Scott Thompson

Personal information
- Born: Citrus Heights, California
- Nationality: American
- Listed height: 7 ft 0 in (2.13 m)
- Listed weight: 260 lb (118 kg)

Career information
- High school: Mesa Verde (Citrus Heights, California)
- College: San Diego (1983–1987)
- NBA draft: 1987: 4th round, 81st overall pick
- Selected by the Washington Bullets
- Position: Center

Career history
- 1987–1988: Mississippi Jets

Career highlights and awards
- WCAC Player of the Year (1987); 3× First-team All-WCAC (1985–1987); WCAC Freshman of the Year (1984);

= Scott Thompson (basketball player) =

American former basketball player

Scott Thompson is an American former basketball player. He is one of the best players in University of San Diego history and was named the conference player of the year of the West Coast Athletic Conference (WCAC) in 1987.

==College career==
Thompson, a 7 ft center from Mesa Verde High School in Citrus Heights, California, played basketball for coach Hank Egan at San Diego, where he was friends and teammates with future NBA coach Eric Musselman. Thompson was an immediate impact player for the Toreros, helping the team to the first NCAA tournament berth in program history in 1984. He was also named WCAC freshman of the year.

For the next three seasons, Thompson was named first-team WCAC All-Conference, becoming the first player in school history to be so honored. As a senior in 1986–87, Thompson led USD to a 24–6 record, its best in program history. The team drew more interest than their crosstown counterparts at San Diego State, and they managed to sell out home games while students were off during Christmas break. The Toreros lost a heart-breaking first-round game in the 1987 NCAA tournament to Auburn, 62–61. Thompson had a big individual year, averaging 15.9 points, 7.4 rebounds and 1.4 blocks per game and becoming the first player in school history to be named WCAC player of the year. Still, the Toreros played together as a team and were not solely dependent on Thompson.
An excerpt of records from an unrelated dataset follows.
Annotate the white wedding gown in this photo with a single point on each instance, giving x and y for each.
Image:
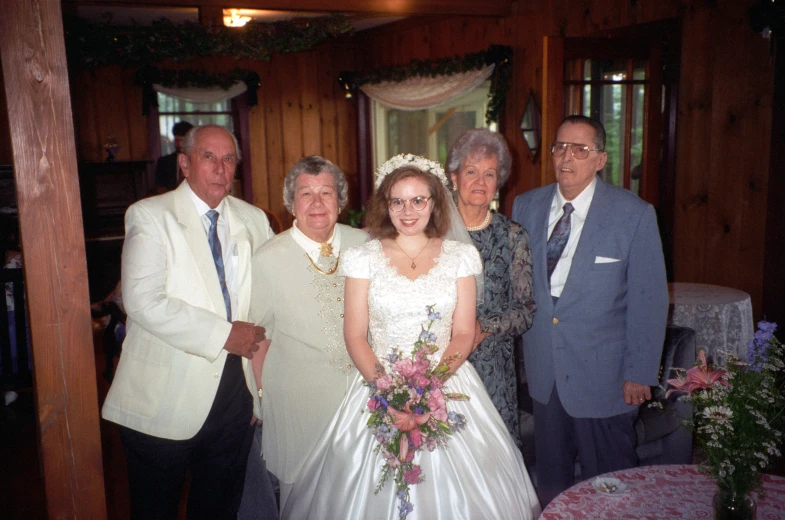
(479, 475)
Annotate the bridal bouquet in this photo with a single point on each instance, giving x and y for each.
(738, 414)
(408, 407)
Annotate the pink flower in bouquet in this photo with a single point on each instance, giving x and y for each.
(383, 383)
(405, 367)
(421, 380)
(698, 377)
(415, 436)
(413, 475)
(407, 420)
(701, 377)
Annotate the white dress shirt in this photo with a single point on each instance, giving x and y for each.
(313, 248)
(228, 246)
(581, 205)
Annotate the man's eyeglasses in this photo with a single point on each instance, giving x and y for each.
(579, 151)
(417, 204)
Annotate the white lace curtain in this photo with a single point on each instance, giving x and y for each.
(418, 93)
(203, 95)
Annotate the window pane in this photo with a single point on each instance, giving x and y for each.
(173, 109)
(636, 138)
(428, 133)
(452, 128)
(611, 112)
(406, 132)
(639, 70)
(605, 70)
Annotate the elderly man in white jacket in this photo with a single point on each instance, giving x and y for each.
(182, 394)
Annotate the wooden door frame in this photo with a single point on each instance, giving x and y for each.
(35, 74)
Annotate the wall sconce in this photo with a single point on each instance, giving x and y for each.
(235, 18)
(531, 127)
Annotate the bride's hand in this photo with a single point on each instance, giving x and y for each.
(479, 335)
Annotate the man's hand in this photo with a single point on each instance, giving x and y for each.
(243, 339)
(479, 335)
(636, 394)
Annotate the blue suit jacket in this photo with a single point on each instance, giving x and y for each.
(608, 326)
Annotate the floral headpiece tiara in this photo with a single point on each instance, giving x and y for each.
(407, 159)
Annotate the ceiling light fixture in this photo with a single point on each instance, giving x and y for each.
(235, 18)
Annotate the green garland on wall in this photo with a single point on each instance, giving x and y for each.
(91, 45)
(500, 55)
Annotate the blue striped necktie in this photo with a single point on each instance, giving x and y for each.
(558, 240)
(215, 247)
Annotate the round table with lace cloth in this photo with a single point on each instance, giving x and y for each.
(720, 316)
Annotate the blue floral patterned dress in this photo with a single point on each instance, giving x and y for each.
(506, 312)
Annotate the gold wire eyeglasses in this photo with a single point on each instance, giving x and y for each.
(417, 204)
(579, 151)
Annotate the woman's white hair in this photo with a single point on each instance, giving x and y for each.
(483, 142)
(314, 165)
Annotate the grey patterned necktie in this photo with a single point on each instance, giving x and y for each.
(558, 240)
(215, 247)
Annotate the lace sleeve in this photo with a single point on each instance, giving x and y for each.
(355, 261)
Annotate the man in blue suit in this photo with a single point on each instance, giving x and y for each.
(602, 300)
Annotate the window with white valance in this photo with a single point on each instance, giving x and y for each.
(425, 115)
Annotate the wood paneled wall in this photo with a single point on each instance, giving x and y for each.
(723, 124)
(302, 111)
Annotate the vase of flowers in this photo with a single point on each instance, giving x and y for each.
(738, 418)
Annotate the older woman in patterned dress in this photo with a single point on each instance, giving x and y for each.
(479, 164)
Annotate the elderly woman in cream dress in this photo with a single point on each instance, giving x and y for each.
(298, 290)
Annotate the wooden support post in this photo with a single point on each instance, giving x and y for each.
(42, 138)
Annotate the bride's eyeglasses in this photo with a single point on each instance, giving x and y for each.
(417, 204)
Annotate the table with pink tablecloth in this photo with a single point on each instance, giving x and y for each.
(658, 493)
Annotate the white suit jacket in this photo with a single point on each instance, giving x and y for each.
(173, 353)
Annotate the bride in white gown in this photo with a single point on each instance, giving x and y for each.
(390, 281)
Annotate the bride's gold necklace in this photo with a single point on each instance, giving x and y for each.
(329, 271)
(414, 265)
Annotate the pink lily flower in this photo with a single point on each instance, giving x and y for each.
(701, 377)
(407, 420)
(698, 377)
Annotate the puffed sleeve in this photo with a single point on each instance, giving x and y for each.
(355, 261)
(469, 261)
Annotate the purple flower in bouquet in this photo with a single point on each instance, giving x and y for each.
(757, 348)
(738, 420)
(408, 412)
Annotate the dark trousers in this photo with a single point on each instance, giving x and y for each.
(215, 458)
(602, 445)
(259, 501)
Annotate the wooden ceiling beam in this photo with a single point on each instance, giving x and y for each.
(391, 7)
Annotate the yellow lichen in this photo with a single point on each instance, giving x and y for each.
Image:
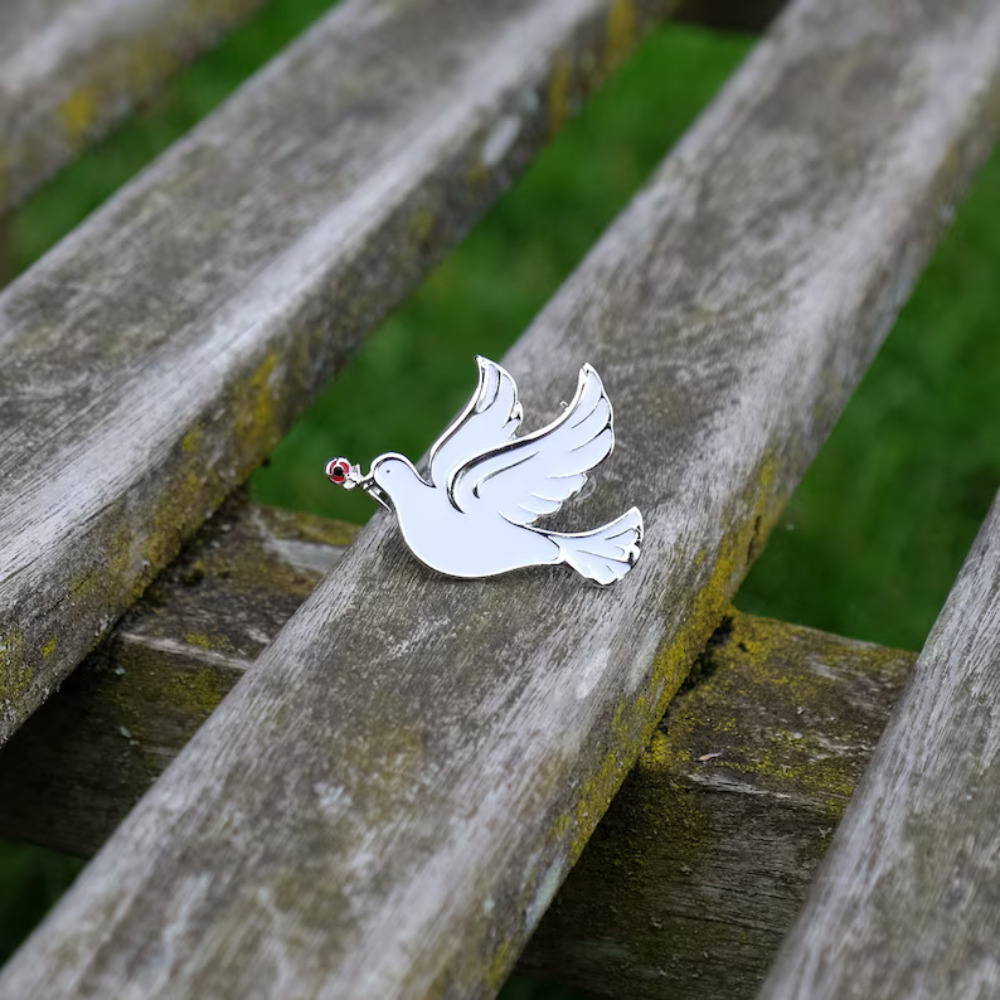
(78, 114)
(560, 85)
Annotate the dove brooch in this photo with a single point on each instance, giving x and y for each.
(476, 516)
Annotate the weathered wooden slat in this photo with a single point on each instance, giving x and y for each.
(906, 904)
(70, 776)
(701, 864)
(69, 69)
(689, 882)
(387, 801)
(155, 356)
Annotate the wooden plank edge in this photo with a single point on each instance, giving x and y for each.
(688, 883)
(70, 776)
(407, 880)
(207, 387)
(905, 904)
(99, 61)
(705, 857)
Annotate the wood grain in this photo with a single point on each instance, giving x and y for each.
(153, 358)
(705, 857)
(70, 776)
(387, 801)
(688, 883)
(70, 69)
(906, 904)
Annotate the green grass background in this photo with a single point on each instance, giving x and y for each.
(872, 540)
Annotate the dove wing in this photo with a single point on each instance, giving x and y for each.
(534, 475)
(491, 418)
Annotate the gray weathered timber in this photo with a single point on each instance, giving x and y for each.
(153, 358)
(387, 801)
(70, 776)
(69, 69)
(907, 904)
(701, 864)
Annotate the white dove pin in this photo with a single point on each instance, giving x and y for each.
(476, 517)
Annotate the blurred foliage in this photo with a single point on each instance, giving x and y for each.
(873, 538)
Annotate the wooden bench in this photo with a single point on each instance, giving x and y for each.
(405, 770)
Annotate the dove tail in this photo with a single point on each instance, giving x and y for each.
(605, 554)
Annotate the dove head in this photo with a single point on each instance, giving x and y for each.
(395, 475)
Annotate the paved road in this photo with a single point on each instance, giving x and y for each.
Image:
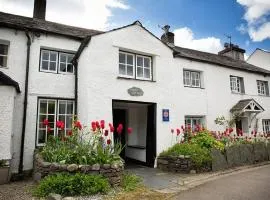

Thompson finished his career with 1,379 points (12.1 per game) and graduated as the school's leading Division I career scoring leader. He also left as the school's all time Division I rebounding leader with 740 (6.5 per game). Both marks have since been surpassed. Thompson was named to the USD athletic hall of fame in 2000.

==Professional career==
After graduating from USD, Thompson was drafted by the Washington Bullets in the fourth round (81st pick) of the 1987 NBA draft, however he never played in the league. Thompson played one season in the Continental Basketball Association for the Mississippi Jets.